Debut de section - PermalienPhoto de Sylvie Goy-Chavent

La viande fraîche est-elle aussi importée sous forme de minerai ?

Debut de section - Permalien
Yves Trégaro, chef de l'unité produits animaux et viande de FranceAgrimer

Oui, ou sous forme de poulet entier, que vous trouverez en premier prix dans les grandes et moyennes surfaces.

Debut de section - PermalienPhoto de Sylvie Goy-Chavent

La consommation de porc décline alors que c'est une viande peu onéreuse. Comment l'expliquez-vous ?

Debut de section - Permalien
Michel Meunier, délégué filière viande de FranceAgrimer

C'est une tendance récente, due à la crise davantage qu'aux modes de consommation.

Debut de section - Permalien
Frédéric Gueudar Delahaye, directeur général par intérim de FranceAgrimer

La viande de cheval est extrêmement marginale dans la consommation des Français. Elle diminue en outre de manière constante depuis trente ans.

Debut de section - Permalien
Yves Trégaro, chef de l'unité produits animaux et viande de FranceAgrimer

300 grammes à peine, par personne et par an.

Debut de section - PermalienPhoto de Bernadette Bourzai

Nous avions pourtant entendu que la consommation de viande connaissait un certain regain.

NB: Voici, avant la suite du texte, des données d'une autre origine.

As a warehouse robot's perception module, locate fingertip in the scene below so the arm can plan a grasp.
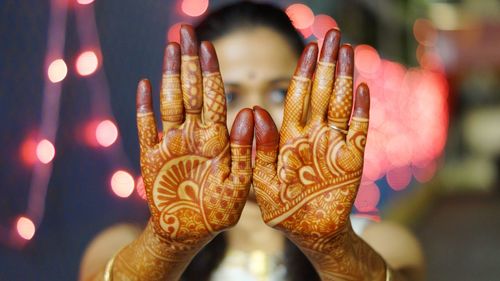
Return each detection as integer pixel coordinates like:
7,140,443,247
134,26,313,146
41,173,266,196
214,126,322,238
337,44,354,77
200,41,219,73
295,42,318,78
319,28,341,63
163,42,181,74
230,108,254,145
180,24,198,56
136,79,152,113
253,106,279,149
354,82,370,118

Debut de section - Permalien
Yves Trégaro, chef de l'unité produits animaux et viande de FranceAgrimer

Ce regain est très faible. Il faut distinguer les circuits d'achat : dans les boucheries chevalines c'est le cas, beaucoup moins dans les grandes et moyennes surfaces et les marchés forains. Mais nous avons déjà vu des situations dans lesquelles, hors de tout contexte de crise, nous ne pouvions expliquer l'évolution différentielle entre deux circuits. Nous manquons de recul à ce stade. Nous en saurons plus dans deux ou trois mois.

Notez que 60 % de cette consommation dépend des importations, notamment d'Argentine, d'Uruguay et du Canada. Les défenseurs américains du bien-être animal ont en effet réussi à ce que les animaux y soient abattus, plutôt que sur le sol américain.

Debut de section - Permalien
Frédéric Gueudar Delahaye, directeur général par intérim de FranceAgrimer

Les marges du secteur de l'abattage-découpe sont très faibles, ce qui le rend extrêmement sensible à l'évolution des volumes. En outre, la France enregistre par rapport à ses concurrents un déficit de compétitivité. Il faut trouver des solutions pour optimiser les charges et valoriser nos produits et nos coproduits, ce que l'Allemagne fait bien mieux que nous.

Debut de section - PermalienPhoto de Sylvie Goy-Chavent

Combien y a-t-il d'abattoirs en France, et combien d'animaux sont-ils abattus ?

Debut de section - Permalien
Claire Legrain, chef du service « entreprises et marchés » de FranceAgrimer

Nous comptons 280 abattoirs en France.

Debut de section - Permalien
Yves Trégaro, chef de l'unité produits animaux et viande de FranceAgrimer

Soit 3,5 millions de têtes de bovins.

Debut de section - PermalienPhoto de Sylvie Goy-Chavent

Combien d'abattoirs s'occupent de ces 3,5 millions de bovins ?

Debut de section - Permalien
Claire Legrain, chef du service « entreprises et marchés » de FranceAgrimer

Sur les 280 abattoirs cités, 206 font du gros bovin, et éventuellement des ovins.

Debut de section - PermalienPhoto de Bernadette Bourzai

La filière a de faibles marges, dites-vous. De surcroît, les abattoirs allemands nous livrent une forte concurrence, grâce à l'application qu'ils font de la directive européenne sur le détachement de travailleurs. Comment rétablir notre compétitivité sur les outils d'abattage ? La restructuration des abattoirs, c'est-à-dire la fermeture de certains et la modernisation des autres, est-elle une solution ? Faut-il développer les circuits courts en développant des abattoirs de proximité qui associent mieux l'abattage et la découpe ?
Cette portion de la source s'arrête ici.